"Sommer-Nacht-Musik" lautete der Titel des Abschlusskonzertes der gerade zu Ende gegangenen Theaterspielzeit des Kulturrings Lichtenfels. Mit bekannten und weniger bekannten Kompositionen begeisterte das Instrumental-Collegium Lichtenfels unter der Leitung und Moderation von Heinz Wilk das zahlreich erschienene Publikum in der Aula des Meranier-Gymnasiums.

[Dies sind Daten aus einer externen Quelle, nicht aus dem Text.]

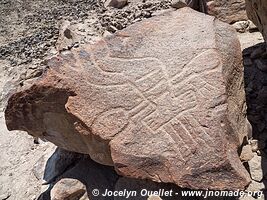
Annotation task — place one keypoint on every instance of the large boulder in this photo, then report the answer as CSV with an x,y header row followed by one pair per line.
x,y
257,12
161,100
229,11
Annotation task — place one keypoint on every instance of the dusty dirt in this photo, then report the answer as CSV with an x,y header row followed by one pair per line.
x,y
29,31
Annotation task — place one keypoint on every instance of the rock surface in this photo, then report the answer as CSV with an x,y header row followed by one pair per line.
x,y
147,104
68,189
256,10
229,11
116,3
199,5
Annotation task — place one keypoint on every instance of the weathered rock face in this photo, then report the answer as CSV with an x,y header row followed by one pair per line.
x,y
160,100
228,11
256,10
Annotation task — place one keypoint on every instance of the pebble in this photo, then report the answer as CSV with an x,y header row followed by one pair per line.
x,y
261,65
116,3
241,26
178,4
246,153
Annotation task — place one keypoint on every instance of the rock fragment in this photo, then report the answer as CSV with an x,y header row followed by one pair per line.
x,y
116,3
256,11
68,189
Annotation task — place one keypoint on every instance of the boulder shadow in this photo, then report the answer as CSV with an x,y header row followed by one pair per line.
x,y
64,165
255,79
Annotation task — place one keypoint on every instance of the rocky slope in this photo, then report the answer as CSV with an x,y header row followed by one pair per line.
x,y
35,28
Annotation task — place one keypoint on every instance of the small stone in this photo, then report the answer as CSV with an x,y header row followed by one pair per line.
x,y
68,188
252,26
257,53
247,62
246,153
116,3
112,29
261,65
76,45
254,145
255,167
178,4
107,33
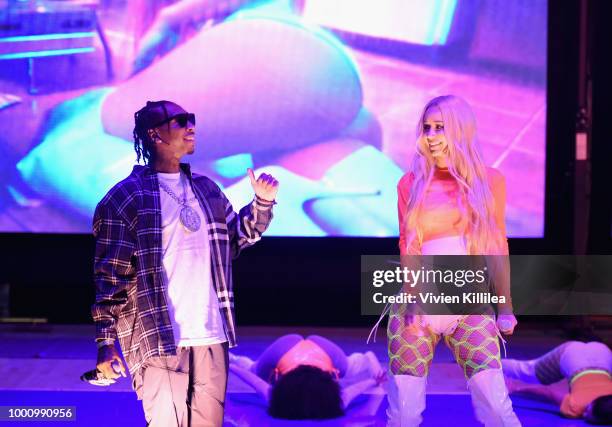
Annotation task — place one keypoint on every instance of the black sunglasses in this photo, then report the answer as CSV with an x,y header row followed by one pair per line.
x,y
181,119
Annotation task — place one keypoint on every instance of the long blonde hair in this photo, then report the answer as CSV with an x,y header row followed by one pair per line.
x,y
466,165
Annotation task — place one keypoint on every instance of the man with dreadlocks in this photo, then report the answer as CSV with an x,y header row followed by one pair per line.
x,y
165,240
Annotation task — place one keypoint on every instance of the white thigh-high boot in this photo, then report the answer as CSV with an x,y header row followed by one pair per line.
x,y
492,405
406,397
523,370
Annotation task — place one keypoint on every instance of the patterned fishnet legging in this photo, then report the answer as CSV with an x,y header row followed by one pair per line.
x,y
474,344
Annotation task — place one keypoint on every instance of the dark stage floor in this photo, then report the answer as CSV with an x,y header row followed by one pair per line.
x,y
41,367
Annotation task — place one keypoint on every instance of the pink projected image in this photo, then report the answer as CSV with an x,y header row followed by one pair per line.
x,y
322,94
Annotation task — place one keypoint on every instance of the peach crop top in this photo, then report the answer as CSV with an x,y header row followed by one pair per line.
x,y
441,215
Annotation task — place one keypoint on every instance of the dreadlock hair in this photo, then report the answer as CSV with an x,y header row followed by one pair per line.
x,y
143,122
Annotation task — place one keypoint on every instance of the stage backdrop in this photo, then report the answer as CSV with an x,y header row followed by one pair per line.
x,y
323,94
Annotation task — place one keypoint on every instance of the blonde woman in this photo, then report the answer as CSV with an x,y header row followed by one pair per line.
x,y
449,203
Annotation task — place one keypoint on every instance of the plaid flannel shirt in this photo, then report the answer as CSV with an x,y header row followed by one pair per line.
x,y
128,271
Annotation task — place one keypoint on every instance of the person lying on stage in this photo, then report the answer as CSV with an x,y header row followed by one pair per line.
x,y
308,378
584,367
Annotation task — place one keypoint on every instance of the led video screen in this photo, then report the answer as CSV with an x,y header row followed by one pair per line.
x,y
323,94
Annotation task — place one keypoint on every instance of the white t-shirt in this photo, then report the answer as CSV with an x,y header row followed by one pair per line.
x,y
192,302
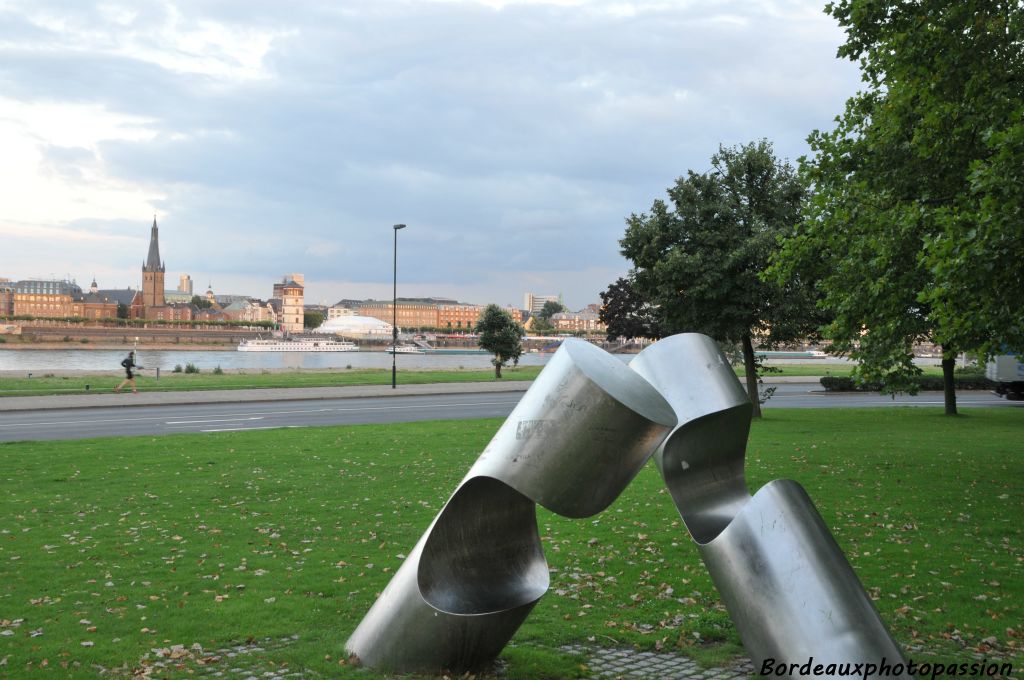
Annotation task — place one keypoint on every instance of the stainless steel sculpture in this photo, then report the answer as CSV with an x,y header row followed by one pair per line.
x,y
790,590
577,438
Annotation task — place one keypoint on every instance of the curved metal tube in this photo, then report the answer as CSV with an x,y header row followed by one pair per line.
x,y
788,589
579,435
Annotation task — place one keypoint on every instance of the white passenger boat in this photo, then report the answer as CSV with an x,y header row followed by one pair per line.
x,y
297,345
406,349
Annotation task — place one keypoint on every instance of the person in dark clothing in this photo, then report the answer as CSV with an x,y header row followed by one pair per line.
x,y
128,363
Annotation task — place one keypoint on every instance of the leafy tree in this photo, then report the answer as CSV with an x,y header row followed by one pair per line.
x,y
311,320
914,229
698,262
626,313
500,335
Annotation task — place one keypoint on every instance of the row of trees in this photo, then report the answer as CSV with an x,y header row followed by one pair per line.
x,y
904,224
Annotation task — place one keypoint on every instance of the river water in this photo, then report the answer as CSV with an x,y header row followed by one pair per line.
x,y
44,360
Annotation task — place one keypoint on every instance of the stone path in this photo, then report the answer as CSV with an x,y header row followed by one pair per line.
x,y
633,665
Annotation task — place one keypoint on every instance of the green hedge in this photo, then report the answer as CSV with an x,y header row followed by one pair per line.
x,y
971,379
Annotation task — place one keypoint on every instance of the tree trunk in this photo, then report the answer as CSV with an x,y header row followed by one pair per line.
x,y
752,375
949,393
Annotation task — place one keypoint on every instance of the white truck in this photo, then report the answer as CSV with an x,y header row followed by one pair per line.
x,y
1008,374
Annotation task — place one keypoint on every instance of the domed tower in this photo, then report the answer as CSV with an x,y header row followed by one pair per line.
x,y
153,272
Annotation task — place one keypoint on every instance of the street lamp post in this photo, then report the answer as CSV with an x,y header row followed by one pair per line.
x,y
394,310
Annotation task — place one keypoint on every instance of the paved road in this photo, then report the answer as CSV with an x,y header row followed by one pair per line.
x,y
230,417
227,412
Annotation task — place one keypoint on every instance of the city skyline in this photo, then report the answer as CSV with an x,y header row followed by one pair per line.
x,y
513,137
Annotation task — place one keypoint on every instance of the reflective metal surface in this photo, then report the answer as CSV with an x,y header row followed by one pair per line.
x,y
581,433
787,587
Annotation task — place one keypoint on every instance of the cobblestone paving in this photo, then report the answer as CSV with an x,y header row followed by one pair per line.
x,y
632,665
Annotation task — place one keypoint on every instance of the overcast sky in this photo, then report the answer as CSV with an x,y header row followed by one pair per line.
x,y
513,137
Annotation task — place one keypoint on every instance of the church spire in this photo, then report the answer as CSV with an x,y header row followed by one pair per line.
x,y
153,262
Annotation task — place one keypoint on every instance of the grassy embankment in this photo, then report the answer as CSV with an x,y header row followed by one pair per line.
x,y
112,548
49,384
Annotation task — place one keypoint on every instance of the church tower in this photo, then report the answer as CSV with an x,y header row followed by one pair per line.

Wie Wilk eingangs erläuterte, hatten die meisten der ausgewählten Musikstücke einen Bezug zur Nacht und zum Sommer.


Mit 20 Jahren komponiert

Mozarts berühmte "Serenata notturno" D-Dur für zwei Orchester eröffnete den Abend. Mozart hatte das Werk im Alter von gerade einmal 20 Jahren geschrieben. Zwei Orchester hieß in der Umsetzung, dass ein vierköpfiges Orchester mit Kontrabass einer deutlich größeren instrumentalen Besetzung gegenüberstand. Mozarts berühmtes Werk beinhaltet einen für die damalige Zeit nicht ganz stubenreinen Gassenhauer, wie Wilk eingangs erläuterte. Mitunter lang anhaltender Beifall zwischen den einzelnen Beiträgen belohnte das Instrumentalensemble und die beiden Solisten des Abends.
Den Solopart im ersten Violoncello-Konzert von Carl Stamitz übernahm die weit über die Region hinaus bekannte Cellovirtuosin Ulrike Gossel (Küps). Carl Stamitz gehörte der sogenannten "Mannheimer Schule" des 18. Jahrhunderts an. Sein erstes Violoncello-Konzert in G-Dur hatte der Komponist dem musikliebenden und selbst Cello spielenden König Friedrich Wilhelm II. von Preußen gewidmet. Ein Werk, das durch seine Interpretation und die Spielfreude der Musiker gefiel. Ein erheblicher Teil des begeisterten Applauses dürfte dabei Ulrike Gossel gegolten haben.
Luigi Boccherini dürfte einer der fleißigsten Komponisten des 18. Jahrhunderts gewesen sein, wie Wilk erläuterte. Seine Erklärungen zu Werk und Komponisten trugen viel zum Verständnis bei. Dies dürfte besonders für Boccherinis "La Musica delle Strade di Madrid" gelten. Ob man als Zuhörer allerdings die Straßen von Madrid kennen muss, um das Werk zu verstehen, wie der Komponist meinte, bleibt dahingestellt. Die Komposition ist eine in Tönen umgesetzte Abfolge von Bildern, die mit dem Aufziehen der militärischen Nachtwache beginnt, sich im Tanz der Blinden fortsetzt und auch ein Ständchen bereithält. Dazwischen sind immer wieder einzelne Geigen zu vernehmen. Einmal sogar aus dem Zuhörerraum. Ein höchst interessantes Werk mit einem besonderen Hörgenuss.
Einen besonderen "Hingucker" bescherte Henri Schimanski, der in der "Nachtwächter-Serenade" des Wiener Barockkomponisten Heinrich Ignaz Franz Biber als Nachtwächter sowohl optisch wie auch stimmlich in Erscheinung trat.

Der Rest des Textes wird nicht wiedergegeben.